Präsentation Luhansk’s Art & Facts

Luhansk’s ART & Facts – Präsentation des virtuellen Museums. Foto: Eugene Sulimenko Foto: Eugene Sulimenko

Do, 24.11.2016

IDP House

Wul. Kyryliwska 13D
Kiew

Präsentation des virtuellen Museums über Kultur aus dem Donbass

In Kooperation mit dem Goethe-Institut Ukraine und der Expertise des Berliner Friedrichshain-Kreuzberg-Museums hat die ukrainische Gruppe STAN ein virtuelles Museum entwickelt, auf dessen Website über zeitgenössische Artefakte und Kunstobjekte informiert wird, die nach der Annexion zurückgelassen werden mussten, sowie über Kulturevents im Donbass und Künstler, die dort tätig gewesen sind. Das Projekt bemüht sich darum, die Erinnerung an das künstlerische Schaffen in den besetzten Gebieten am Leben zu erhalten.
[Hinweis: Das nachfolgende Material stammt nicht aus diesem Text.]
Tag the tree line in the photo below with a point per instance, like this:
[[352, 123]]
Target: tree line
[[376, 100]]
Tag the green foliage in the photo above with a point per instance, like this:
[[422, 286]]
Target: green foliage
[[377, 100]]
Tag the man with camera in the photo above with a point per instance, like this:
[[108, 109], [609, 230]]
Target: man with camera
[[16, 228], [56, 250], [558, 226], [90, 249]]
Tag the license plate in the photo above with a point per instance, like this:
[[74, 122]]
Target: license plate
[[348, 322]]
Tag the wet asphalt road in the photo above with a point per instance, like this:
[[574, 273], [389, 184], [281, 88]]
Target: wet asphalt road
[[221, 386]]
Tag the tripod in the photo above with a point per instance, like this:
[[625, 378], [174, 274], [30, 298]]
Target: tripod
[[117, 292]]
Die Veranstaltung wird durch einen Kurzvortrag von Herrn Martin Düspohl, Direktor des Friedrichshain-Kreuzberg-Museums, eröffnet neben der interaktiven Präsentation des virtuellen Museums durch die Gruppe STAN und Frau Jana Braun, Kuratorin aus Berlin, wird es Gruppendiskussionen zu der zukünftigen Verwendung des virtuellen Museums sowie Kunstinterventionen von Künstlerinnen und Künstlern aus dem Donbass geben.
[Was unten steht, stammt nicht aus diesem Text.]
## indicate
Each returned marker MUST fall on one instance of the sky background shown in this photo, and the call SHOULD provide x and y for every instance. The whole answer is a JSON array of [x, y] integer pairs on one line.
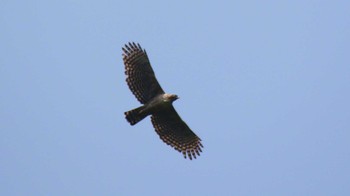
[[264, 84]]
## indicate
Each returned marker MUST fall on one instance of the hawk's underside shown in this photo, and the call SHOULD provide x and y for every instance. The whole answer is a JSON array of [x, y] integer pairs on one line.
[[166, 121]]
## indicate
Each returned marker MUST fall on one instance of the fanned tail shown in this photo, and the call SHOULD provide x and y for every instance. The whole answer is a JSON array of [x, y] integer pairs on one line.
[[136, 115]]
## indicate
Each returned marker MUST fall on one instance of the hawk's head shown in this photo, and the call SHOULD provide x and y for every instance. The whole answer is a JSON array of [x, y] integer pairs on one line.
[[170, 97]]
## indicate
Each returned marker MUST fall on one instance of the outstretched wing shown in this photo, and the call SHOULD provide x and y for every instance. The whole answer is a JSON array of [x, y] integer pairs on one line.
[[140, 75], [175, 132]]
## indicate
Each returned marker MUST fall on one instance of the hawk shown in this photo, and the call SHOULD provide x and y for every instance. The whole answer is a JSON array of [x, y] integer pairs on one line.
[[156, 103]]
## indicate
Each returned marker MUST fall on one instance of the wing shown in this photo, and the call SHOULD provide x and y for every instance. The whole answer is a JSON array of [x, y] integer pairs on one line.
[[175, 132], [140, 76]]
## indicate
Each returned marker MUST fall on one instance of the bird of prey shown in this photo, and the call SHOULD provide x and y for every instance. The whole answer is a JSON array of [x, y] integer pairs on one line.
[[143, 84]]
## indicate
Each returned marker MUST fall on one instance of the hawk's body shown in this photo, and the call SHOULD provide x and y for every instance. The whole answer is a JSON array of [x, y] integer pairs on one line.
[[144, 85]]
Martin Düspohl. Foto: privat Martin Düspohl | Foto: privat Martin Düspohl ist Leiter des Friedrichshain-Kreuzberg-Museums in Berlin. Nach dem Studium der Erziehungswissenschaften und Soziologie an der Freien Universität Berlin war er von 1983 bis 1986 verantwortlich für die Programmorganisation des Kommunalen Kulturzentrums Ballhaus Naunynstraße in Berlin-Kreuzberg und 1987 bis 1990 geschäftsführender Vorstand von Stattreisen Berlin e.V., einem Veranstalter von Studienreisen nach Berlin. Im Rahmen seiner Museumstätigkeit seit 1990 beschäftigt er sich schwerpunktmäßig mit Fragen der Stadtentwicklung und Sozialgeschichte Berlins, mit Migrationsgeschichte sowie mit Erwachsenenbildung im Museum. Er hat an zahlreichen Publikationen zu diesen Themen mitgewirkt. In den Jahren 2009 bis Mai 2016 war er zugleich Leiter des Fachbereiches Kultur und Geschichte des Bezirks Friedrichshain-Kreuzberg.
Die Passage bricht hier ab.